I remember that day. I’ll never forget hearing the news while on a California playground. I remember coming home that night and watching on the news with fascination as videos of the launch played over and over again. I couldn’t fathom what happened. It shocked me to my core. I loved the space program. I loved reading about it, and I certainly never forgot the night when all of us sat as a family around the television and watched “Space Camp.” I wanted to go to space. That was my dream, and for a moment it was dashed.
On February 10, 1986, Time Magazine published an article by Ed Magnuson that held me in my chair. I pored over the article, grieving in my heart over what had happened. Of course, the cover of the issue had the image of the explosion on it, and I couldn’t look away. What had happened? Months later, the magazine published a report explaining the Roger’s Commission’s findings about the shuttle explosion. As the article explained the Commission’s findings, I sat engrossed doing all that I could in my eight-year-old brain to understand what had happened. When I set the article down, I realized something. My dream hadn’t died; in fact, I was fascinated even more by space, space travel, the stars and planets, and anything else that might be out there. The Challenger tragedy did something in me that I couldn’t fathom: it focused me on the wonders of what might be out there.
I went to school and started reading everything I could about space and the planets. I sat in science class in awe of what we learned about the rings of Jupiter and the ice planet named Pluto. I pondered the possibilities of life on Mars, and what might really be going on in that big glowing ball in the sky known as the Sun. Years later, I’m still fascinated. I love to watch the night sky and search for its wonders. It still fascinates me to watch a shuttle launch.

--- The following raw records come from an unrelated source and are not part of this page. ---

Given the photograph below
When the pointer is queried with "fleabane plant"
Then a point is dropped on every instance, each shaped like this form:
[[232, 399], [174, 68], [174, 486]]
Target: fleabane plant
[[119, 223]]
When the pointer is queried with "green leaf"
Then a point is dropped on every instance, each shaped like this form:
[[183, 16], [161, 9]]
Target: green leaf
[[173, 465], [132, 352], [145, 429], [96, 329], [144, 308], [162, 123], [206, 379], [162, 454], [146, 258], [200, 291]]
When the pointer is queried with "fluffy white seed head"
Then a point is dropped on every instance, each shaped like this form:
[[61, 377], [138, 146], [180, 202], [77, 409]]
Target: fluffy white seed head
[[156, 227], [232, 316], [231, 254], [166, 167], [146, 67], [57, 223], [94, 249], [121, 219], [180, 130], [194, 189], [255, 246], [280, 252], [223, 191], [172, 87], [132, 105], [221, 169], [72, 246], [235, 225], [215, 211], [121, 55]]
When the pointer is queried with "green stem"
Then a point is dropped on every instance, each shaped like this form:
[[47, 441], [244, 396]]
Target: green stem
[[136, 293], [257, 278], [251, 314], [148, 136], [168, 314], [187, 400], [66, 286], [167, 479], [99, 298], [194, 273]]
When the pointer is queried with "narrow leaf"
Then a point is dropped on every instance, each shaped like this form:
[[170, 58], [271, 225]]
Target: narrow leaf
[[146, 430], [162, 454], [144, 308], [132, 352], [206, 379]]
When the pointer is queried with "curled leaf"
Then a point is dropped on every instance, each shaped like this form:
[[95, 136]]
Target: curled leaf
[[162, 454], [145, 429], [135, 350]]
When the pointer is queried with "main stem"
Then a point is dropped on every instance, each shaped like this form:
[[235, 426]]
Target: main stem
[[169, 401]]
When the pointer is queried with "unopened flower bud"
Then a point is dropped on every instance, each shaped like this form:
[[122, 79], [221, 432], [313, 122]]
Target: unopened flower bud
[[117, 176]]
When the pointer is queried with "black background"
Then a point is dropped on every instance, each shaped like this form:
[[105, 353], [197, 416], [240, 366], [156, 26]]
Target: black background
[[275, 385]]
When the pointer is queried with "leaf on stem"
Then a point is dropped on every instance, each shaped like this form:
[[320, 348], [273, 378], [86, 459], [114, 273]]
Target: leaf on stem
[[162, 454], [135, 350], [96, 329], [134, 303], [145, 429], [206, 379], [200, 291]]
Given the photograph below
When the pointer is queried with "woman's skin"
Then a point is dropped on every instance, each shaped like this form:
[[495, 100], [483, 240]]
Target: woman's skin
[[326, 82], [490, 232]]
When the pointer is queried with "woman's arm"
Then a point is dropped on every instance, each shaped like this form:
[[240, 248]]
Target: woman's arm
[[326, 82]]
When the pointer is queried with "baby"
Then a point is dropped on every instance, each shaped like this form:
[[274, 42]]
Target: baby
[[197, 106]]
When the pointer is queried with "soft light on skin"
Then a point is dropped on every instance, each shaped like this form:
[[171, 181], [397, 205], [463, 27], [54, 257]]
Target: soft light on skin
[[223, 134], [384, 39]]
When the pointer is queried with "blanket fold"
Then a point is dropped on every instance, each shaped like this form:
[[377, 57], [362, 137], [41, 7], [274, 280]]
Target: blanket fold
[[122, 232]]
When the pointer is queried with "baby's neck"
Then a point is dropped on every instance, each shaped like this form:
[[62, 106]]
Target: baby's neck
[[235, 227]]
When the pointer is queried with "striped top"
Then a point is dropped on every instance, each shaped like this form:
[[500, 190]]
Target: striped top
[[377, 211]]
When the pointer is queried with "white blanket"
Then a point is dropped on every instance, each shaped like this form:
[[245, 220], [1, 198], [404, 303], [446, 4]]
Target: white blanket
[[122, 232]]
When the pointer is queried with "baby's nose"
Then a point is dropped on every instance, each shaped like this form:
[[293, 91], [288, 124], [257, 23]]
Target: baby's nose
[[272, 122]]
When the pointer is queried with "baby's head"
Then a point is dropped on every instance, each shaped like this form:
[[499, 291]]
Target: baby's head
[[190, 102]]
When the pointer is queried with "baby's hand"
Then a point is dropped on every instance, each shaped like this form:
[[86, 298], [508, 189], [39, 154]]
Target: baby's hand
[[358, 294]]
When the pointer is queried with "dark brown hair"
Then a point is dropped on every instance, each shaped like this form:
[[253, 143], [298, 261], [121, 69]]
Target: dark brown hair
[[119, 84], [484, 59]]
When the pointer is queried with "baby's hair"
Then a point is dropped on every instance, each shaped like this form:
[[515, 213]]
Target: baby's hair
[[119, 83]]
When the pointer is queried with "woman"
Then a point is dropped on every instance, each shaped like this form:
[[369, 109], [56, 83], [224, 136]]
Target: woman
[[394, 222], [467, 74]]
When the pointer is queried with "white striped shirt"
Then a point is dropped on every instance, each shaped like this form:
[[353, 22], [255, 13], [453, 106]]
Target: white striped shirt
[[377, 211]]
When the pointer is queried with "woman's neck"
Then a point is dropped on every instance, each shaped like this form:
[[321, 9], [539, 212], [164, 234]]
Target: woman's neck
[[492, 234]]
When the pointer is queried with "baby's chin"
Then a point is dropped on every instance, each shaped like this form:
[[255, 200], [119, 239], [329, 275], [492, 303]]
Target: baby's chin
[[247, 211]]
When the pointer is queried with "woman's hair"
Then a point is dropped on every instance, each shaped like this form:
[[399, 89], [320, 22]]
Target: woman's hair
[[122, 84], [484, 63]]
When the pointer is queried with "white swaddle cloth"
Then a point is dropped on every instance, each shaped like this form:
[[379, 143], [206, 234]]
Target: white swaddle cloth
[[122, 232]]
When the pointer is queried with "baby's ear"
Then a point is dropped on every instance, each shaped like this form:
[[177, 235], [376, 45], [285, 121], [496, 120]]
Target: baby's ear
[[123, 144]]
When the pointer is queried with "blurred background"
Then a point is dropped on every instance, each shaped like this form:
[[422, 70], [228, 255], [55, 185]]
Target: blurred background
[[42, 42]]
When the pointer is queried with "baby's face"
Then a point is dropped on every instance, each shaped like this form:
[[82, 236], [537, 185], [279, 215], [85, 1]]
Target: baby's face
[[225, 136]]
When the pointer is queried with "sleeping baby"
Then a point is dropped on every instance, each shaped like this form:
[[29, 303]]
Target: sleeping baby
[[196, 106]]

It represents humanity’s drive to shoot for the stars, and to resiliently press on. The destruction of the Challenger shuttle and the deaths of its crew were not in vain. They galvanized me and people like me to keep dreaming even when things go wrong. Sometimes we will fail, but we must try again. It’s about living the dream and pursuing what God made us for, and when we fail we just need try again. On September 29, 1988, a long thirty-three months after the Challenger disaster, space shuttle Discovery returned to space and again carried the hopes of the American nation to see the stars. Sometimes it’s not about our successes, but about our failures and how we respond to them.